I stop, panting. The list is too long. I don’t have the strength.
“Only God knows what God will forgive,” Otto says without expression.
He looks out of the
window at the shimmering lights and explosions above the apple tree.
“People say that Hitler set himself up in God’s place. They say the world was bound to fall into sin after that.” He rubs his forehead, making a strange, strangled noise in his throat; I realize that it’s a laugh. “You call him my God. He’s not mine. He never was. He left me when Gwyn died. He only existed through her. And now my guilt sits on my back like a devil, digging its claws in.”
“What are you guilty of, Otto?” I’m trying to be kind. I want to reassure him. “We were just boys. Our minds were warped. You weren’t in the SS. You didn’t even fight in the army. You were captured so close to the start of the war. You’ve lived a good and ordinary life. And you loved your wife.”
“I loved her too much.” He falls heavily against the bed and sinks to his knees. “I didn’t tell her everything. I lied.” His voice is hoarse. “Before we were sunk, we torpedoed a passenger ship bound for Canada, full of children. No survivors.”
I flinch. I wish I were strong enough to sit up so that I could comfort him properly. “I’m sorry. That must be a terrible thing…”
He clears his throat. “They were all Jews, Ernst. Before the war I killed two more of them. On Kristallnacht.”
I remember the blood on his head. His sleeve. Not mine, he said.
“A boy about my age. It felt like running a blade through butter. I hit his artery, watched him crumple … there was a lot of blood…”

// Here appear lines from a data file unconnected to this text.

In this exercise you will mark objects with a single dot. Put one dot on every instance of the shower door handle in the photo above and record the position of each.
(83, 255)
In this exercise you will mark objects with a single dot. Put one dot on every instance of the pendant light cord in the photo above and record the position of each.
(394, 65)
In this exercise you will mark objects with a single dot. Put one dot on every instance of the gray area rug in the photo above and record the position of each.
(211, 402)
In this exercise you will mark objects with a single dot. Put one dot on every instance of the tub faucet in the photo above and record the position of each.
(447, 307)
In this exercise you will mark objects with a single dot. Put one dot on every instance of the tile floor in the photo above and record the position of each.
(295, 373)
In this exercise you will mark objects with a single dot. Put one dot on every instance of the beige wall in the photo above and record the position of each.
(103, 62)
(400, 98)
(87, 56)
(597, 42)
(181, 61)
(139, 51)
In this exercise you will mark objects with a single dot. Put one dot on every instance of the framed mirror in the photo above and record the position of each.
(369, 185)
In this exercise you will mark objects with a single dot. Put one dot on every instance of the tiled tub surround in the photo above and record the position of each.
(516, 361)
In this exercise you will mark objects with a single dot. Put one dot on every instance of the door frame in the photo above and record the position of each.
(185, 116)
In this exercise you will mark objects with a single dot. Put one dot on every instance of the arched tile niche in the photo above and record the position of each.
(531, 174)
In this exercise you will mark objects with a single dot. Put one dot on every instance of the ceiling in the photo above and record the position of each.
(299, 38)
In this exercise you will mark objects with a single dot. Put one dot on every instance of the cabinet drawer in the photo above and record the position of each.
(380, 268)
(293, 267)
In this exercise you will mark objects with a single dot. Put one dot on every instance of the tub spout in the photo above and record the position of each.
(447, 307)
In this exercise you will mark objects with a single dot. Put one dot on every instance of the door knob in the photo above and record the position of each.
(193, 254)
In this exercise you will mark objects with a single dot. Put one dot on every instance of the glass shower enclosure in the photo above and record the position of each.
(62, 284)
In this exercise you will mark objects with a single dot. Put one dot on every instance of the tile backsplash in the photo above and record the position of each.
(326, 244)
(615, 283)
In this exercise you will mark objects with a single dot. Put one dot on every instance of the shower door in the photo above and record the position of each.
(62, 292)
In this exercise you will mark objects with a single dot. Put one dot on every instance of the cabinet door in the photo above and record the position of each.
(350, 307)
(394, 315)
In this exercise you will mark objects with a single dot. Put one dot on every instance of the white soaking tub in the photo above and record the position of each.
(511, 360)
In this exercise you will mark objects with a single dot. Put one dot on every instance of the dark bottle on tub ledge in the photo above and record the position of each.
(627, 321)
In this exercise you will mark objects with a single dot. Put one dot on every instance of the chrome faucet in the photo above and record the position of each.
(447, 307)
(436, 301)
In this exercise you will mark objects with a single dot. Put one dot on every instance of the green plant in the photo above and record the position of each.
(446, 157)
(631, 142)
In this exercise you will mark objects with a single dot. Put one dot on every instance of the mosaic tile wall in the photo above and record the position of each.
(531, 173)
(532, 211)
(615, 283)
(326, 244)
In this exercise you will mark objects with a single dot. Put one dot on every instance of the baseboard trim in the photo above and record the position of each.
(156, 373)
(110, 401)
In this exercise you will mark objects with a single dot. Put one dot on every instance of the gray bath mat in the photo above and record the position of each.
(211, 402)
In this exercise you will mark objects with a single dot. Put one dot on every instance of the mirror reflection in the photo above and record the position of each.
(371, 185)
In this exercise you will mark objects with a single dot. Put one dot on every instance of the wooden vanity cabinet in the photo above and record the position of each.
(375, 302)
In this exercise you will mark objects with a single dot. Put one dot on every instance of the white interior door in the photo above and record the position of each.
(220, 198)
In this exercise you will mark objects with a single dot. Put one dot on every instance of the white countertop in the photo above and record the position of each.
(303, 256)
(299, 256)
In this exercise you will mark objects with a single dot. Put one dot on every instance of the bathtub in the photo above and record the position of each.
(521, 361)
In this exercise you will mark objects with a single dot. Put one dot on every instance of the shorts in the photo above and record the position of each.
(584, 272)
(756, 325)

Otto’s hands grip my sheet. It pulls tight across me.
“And a man. The SS knew him—he’d made trouble before. They wanted to make an example of him. They rigged up a noose over a lamppost, and they said I could be the one to put the rope around his neck. Then I helped kick the chair away.”
Memories flicker. Daniel is looking at me across the years behind the glitter of his glasses. I put my fingers out to touch Otto. He moves away and, with a creaking lurch, pushes against the bed to stand up.